Thursday, January 08, 2004

Being fourteen...

...was certainly not my favorite activity. Not being thirteen or fifteen, either. My daughter seems to be better at it than I am, for the most part. She's smart and funny, self-confident (mostly), talented, all good things. (OK, so I'm biased. Still, ask anyone!)

She's also overweight. When she was two her weight hit one of those unmentionable percentiles up over 95, while her height stayed at the 50th, and she's pretty much stayed that way ever since. Without wanting to cause any undue alarm (or an eating disorder), we've gently mentioned, from time to time, that she could use more exercise, that she might not want the second cookie, that fruit snacks are healthier than chips. Like most other "enlightened" parents these days, though, we didn't ever suggest that she should diet. In fact, the doctor told us not to, recommeding--at most--"portion control" and more exercise. She doesn't drink soda, or eat red meat. She pretty much eats what we all eat--which is to say, a relatively healthy diet, hardly any fast food, etc.--but she's pretty sedentary. As I was as a kid.

Yesterday she went to the doctor for her physical and asked about weight loss, and the doctor agreed that she should lose at least ten pounds. (She weighs ten pounds more than I do, though she's 3 inches shorter--and I could stand to lose a few myself.) She wants to do Atkins, and the doctor said she could.

Here's the thing. Two things. Maybe more.

Thing one: I hate the Atkins diet. I love carbohydrates and even more, I love to bake. And, even if I didn't, any diet that rules out whole food groups scares me. I know people lose on it, and the science seems to be changing every day, but that's my gut reaction.
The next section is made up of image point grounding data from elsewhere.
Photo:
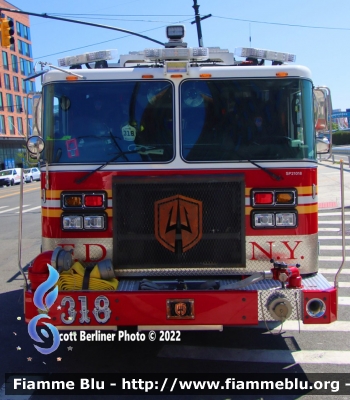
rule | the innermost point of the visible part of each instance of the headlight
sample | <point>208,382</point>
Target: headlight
<point>275,219</point>
<point>72,222</point>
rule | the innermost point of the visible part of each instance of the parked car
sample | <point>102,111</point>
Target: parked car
<point>32,174</point>
<point>10,177</point>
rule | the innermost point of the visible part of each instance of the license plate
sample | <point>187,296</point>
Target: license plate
<point>180,309</point>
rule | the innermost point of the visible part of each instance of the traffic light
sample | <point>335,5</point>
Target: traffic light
<point>7,32</point>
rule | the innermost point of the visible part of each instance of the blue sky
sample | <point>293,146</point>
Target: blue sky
<point>317,31</point>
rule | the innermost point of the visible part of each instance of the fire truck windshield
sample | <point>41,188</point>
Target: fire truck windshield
<point>103,122</point>
<point>246,119</point>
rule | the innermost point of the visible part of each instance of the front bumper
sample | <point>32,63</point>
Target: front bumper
<point>129,306</point>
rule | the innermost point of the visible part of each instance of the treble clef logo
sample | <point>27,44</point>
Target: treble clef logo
<point>50,298</point>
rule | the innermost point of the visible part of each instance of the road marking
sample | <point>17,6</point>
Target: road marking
<point>344,284</point>
<point>11,209</point>
<point>249,355</point>
<point>30,209</point>
<point>330,258</point>
<point>329,222</point>
<point>335,247</point>
<point>344,271</point>
<point>293,325</point>
<point>336,213</point>
<point>17,193</point>
<point>332,237</point>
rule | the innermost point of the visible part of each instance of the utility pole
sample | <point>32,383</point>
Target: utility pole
<point>197,21</point>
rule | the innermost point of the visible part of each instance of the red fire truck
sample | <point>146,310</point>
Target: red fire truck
<point>179,190</point>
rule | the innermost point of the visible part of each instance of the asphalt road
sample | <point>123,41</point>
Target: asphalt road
<point>315,349</point>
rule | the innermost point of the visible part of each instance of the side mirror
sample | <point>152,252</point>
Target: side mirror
<point>323,119</point>
<point>35,145</point>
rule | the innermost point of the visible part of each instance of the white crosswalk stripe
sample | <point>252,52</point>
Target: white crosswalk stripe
<point>261,356</point>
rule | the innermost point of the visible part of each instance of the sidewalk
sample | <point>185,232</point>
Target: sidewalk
<point>329,195</point>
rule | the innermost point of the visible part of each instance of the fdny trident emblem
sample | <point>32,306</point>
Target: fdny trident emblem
<point>178,223</point>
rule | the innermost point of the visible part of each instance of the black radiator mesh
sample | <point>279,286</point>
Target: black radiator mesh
<point>222,240</point>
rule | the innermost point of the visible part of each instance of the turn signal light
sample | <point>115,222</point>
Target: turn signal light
<point>73,201</point>
<point>285,198</point>
<point>93,201</point>
<point>263,198</point>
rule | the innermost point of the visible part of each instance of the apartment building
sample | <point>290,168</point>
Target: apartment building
<point>15,107</point>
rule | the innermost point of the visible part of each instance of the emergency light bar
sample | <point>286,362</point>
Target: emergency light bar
<point>177,53</point>
<point>264,54</point>
<point>87,58</point>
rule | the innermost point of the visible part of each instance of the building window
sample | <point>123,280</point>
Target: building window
<point>2,124</point>
<point>18,103</point>
<point>29,68</point>
<point>7,81</point>
<point>5,61</point>
<point>30,127</point>
<point>23,66</point>
<point>11,122</point>
<point>23,31</point>
<point>24,86</point>
<point>15,84</point>
<point>20,125</point>
<point>9,100</point>
<point>14,62</point>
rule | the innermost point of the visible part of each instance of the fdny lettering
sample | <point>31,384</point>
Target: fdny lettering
<point>268,253</point>
<point>90,251</point>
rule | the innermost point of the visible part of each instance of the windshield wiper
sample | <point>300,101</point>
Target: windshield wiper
<point>138,149</point>
<point>270,173</point>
Thing two: Why has the doctor been so careful to avoid talk of weight loss for all these years, only to bring it up now, at the very age when girls are most likely to develop eating disorders and poor body image issues? Does this seem like a contradiction? A problem? It does to me.

So anyway. We've been talking about it and we're going to try portion control, exercise, and modified Atkins principles--cutting way back on carbs, especially "empty" ones (you know, the yummy ones like pasta, white bread, white rice...) but not eliminating them totally. Will it work? I don't know. We're going to try to do it as a family, so she doesn't feel picked on or left out.

Sigh. I hate this stuff. I've never dieted successfully in my whole life, so I can't really advise her. On occasion I've lost weight but never when trying to (except post-baby). I guess the good news is that I survived adolescence feeling chunky and being teased for it (though I weighed considerably less than she does) and not developing an eating disorder despite being around anorexic girls. I know lots of people really think eating disorders aren't much about weight at all, they're about control, and maybe we can give her enough control over both her eating and her life that we all weather this crisis. But I'm sad and angry about it.